There has been some commercial mining of mica, exploitable deposits of which had been located in Ash Shamali Province by a UN mineral survey team between 1968 and 1972. The Sudanese Mining Corporation produced about 1,000 tons of scrap mica in FY 1978, but output reportedly slumped thereafter to about 400 tons annually. Manganese and iron ore, of which several large deposits exist in different parts of the country, have been mined at times but only on a small basis by international standards.

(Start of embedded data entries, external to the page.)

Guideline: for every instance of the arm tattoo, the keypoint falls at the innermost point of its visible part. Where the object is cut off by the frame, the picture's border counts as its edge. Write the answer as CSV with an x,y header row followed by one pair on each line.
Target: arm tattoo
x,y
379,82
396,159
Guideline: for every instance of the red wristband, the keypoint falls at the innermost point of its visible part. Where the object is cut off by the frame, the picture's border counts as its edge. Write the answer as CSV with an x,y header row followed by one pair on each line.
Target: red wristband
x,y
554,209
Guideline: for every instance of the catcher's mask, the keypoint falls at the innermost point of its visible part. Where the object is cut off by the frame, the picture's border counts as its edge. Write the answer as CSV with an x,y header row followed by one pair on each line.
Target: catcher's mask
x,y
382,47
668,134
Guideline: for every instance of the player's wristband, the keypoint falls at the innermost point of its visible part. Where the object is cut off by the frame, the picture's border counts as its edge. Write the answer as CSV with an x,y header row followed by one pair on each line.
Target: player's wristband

There were more than 500 million tons of iron ore deposits in the Fodikwan area of the Red Sea Hills, and beginning in the late 1980s a project had been planned to produce between 120,000 and 200,000 tons a month. Exploitation of Sudan's mineral deposits, however, depended in large part on foreign companies willing to undertake such risks in the face of the country's mounting problems, and on international market factors.

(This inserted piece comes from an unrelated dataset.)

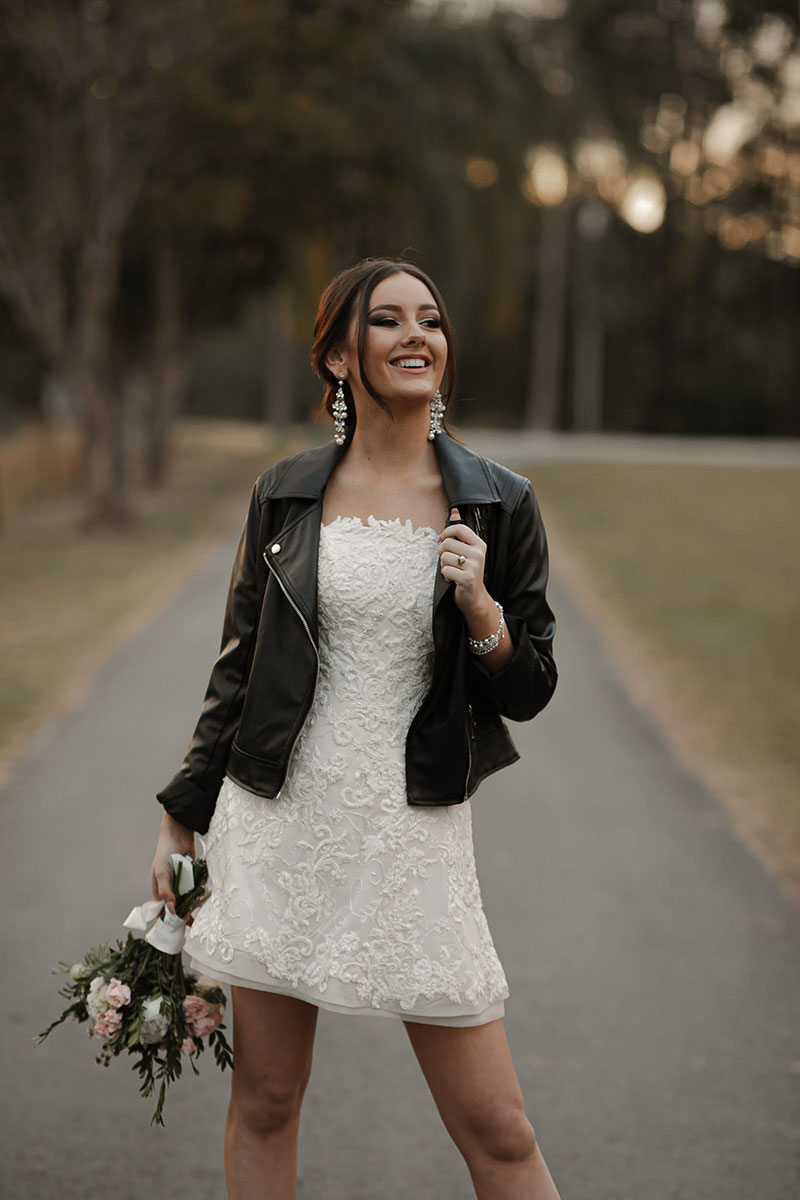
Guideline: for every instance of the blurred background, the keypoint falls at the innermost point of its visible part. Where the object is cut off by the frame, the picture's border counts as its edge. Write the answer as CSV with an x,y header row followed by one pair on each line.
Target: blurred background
x,y
607,191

Uranium ores have been discovered in the area of the Nuba Mountains and at Hufrat an Nahas in southern Kurdufan. Minex Company of the United States obtained a 36,000-square-kilometer exploratory concession in the Kurdufan area in 1977, and the concession was increased to 48,000 square kilometers in 1979. Uranium reserves are also believed to exist near the western borders with Chad and Central African Republic. Another potential source of mineral wealth was the Red Sea bed. In 1974 officials established a joint Sudanese-Saudi Arabian agency to develop those resources, which included zinc, silver, copper, and other minerals. Explorations below the 2,000-meter mark have indicated that large quantities of the minerals are present, but as of 1990 no actual extraction had been undertaken.